Proposed Regulations Would Curtail Most Valuation Discounts for Family-Owned Businesses – 2016 Planning Opportunity
Recently proposed Treasury Regulations (“Proposed Regulations”), if enacted as proposed, would curtail valuation discounts that currently reduce the value of certain business interests transferred during life or at death for gift, estate, and generation-skipping transfer tax purposes. The limitation or elimination of these discounts will increase the value of a transfer of certain business interests made during lifetime, or such assets included in a decedent’s estate, in turn using more of a transferor’s lifetime gift exemption or a decedent’s estate tax exemption, or resulting in the imposition of more gift or estate tax if no exemption remains at the time of the gift or at death, as the case may be.
Currently, if a business owner transferred a portion of his or her business, to children or a trust for children, the tax value of such gift would most likely be reduced by certain discounts, such as for the recipient’s inability to participate in management, lack of a ready market for future sale of such interests, and restrictions on the sale or other transfer of such interests; such discounts would often be impacted by restrictions contained in shareholder buy sell agreements, partnership agreements, or in LLC operating agreements on rights to liquidate the interests or rights to vote the interests. These combined discounts, can be as much as 35% to 40%, or more. The transfer tax cost of lifetime transfers or estate inclusion would be higher under the Proposed Regulations if such discounts are limited.
The Proposed Regulations increase the complexity of an already extremely complicated and highly technical area of the tax law. Changes made by the Proposed Regulations would increase the number of transfers during life and at death subject to the Code Section 2704 valuation or estate inclusion rules, by:
- Subjecting LLCs and other business arrangements to Code Section 2704;
- Imposing a new 3-year lookback rule to capture certain “deathbed” transfers;
- Treating assignees (nonpartners) in the same manner as partners for purposes of Code Section 2704;
- Eliminating an exception to the application of Code Section 2704 to governing documents that contain less restrictive liquidation provisions than mandatory federal or state law required liquidation provisions;
- Applying Code Section 2704 to a transferor’s right to liquidate his or her interest in the entity (as opposed to a liquidation right as to the entity as a whole); and
- Disregarding interests owned by nonfamily members in most instances.
The Proposed Regulations modify an existing example to illustrate the new 3-year lookback rule (modifications in italics): D owns 84 percent of the single outstanding class of stock of Corporation Y. The bylaws require at least 70 percent of the vote to liquidate Y. More than three years before D's death, D gives one-half of D's stock in equal shares to D's three children (14 percent to each). Section 2704(a) does not apply to the loss of D's ability to liquidate Y because the voting rights with respect to the transferred shares are not restricted or eliminated by reason of the transfer, and the transfer occurs more than three years before D's death. However, had the transfers occurred within three years of D's death, the transfers would have been treated as the lapse of D's liquidation right occurring at D's death. The result of the Proposed Regulation is to include a “phantom asset” (an asset already physically transferred from the transferor’s estate) in the estate of the transferor that will not qualify for the estate tax deferring marital deduction, or the estate tax-eliminating charitable deduction.
As drafted, the Proposed Regulations apply only to applicable restrictions created after October 8, 1990, and, therefore restrictions contained in the governing documents created prior to such date will generally be exempt from the Proposed Regulations.

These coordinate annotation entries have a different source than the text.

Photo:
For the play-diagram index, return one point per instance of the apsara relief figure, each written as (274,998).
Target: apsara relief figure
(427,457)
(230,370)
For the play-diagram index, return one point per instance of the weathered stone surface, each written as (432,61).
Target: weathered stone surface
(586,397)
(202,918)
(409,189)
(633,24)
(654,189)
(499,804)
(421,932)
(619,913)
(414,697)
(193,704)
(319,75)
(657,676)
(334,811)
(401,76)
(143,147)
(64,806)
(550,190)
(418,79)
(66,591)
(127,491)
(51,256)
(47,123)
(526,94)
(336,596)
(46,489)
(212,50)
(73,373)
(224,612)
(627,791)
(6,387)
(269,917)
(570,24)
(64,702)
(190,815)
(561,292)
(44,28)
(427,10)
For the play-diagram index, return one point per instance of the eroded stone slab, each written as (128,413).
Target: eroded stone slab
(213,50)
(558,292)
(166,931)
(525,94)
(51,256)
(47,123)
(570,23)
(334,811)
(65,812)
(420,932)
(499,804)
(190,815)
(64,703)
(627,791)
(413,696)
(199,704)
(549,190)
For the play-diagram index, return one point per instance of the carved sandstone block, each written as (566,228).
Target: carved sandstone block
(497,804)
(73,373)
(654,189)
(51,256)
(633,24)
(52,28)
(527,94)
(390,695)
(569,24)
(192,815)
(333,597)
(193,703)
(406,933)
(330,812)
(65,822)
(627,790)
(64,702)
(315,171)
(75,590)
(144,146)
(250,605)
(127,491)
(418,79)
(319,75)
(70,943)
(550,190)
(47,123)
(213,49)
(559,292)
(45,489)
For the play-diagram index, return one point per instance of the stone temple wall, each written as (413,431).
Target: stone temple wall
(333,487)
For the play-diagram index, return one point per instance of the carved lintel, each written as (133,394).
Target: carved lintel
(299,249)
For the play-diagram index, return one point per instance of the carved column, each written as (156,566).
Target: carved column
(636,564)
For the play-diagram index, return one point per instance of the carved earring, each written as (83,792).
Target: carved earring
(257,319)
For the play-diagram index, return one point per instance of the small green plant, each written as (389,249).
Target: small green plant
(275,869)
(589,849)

However, any amendment made to a governing document after October 8, 1990 would be subject to the proposed rules.
A public hearing is currently scheduled for December 1, 2016; the Proposed Regulations will not become effective until final regulations are published, which will be at least 30 days from the hearing date. Due to the unexpectedly broad scope of the Proposed Regulations, we expect they will be challenged in court if adopted in their current form. If the Proposed Regulations are adopted without revision, and upheld upon review, certain transfers made within 3 years of death (even those made prior to the issuance of the Proposed Regulations) may be subject to the final regulations.
Whether or not a transfer during life or at death may fall within the scope of Code Section 2704 is factual, and largely depends upon the terms of a business’s governing documents, the type and nature of the business interests being transferred, and the ownership composition prior to and after the transfer.
Accordingly, we encourage family business owners, including family owners of business entities which hold real estate and/or marketable securities, to consider having their governing documents reviewed and completing gifts of certain business interests (including corporations, LLCs, partnerships, and other business arrangements that hold real estate and/or marketable securities) prior to December 31, 2016 to take advantage of current valuation rules.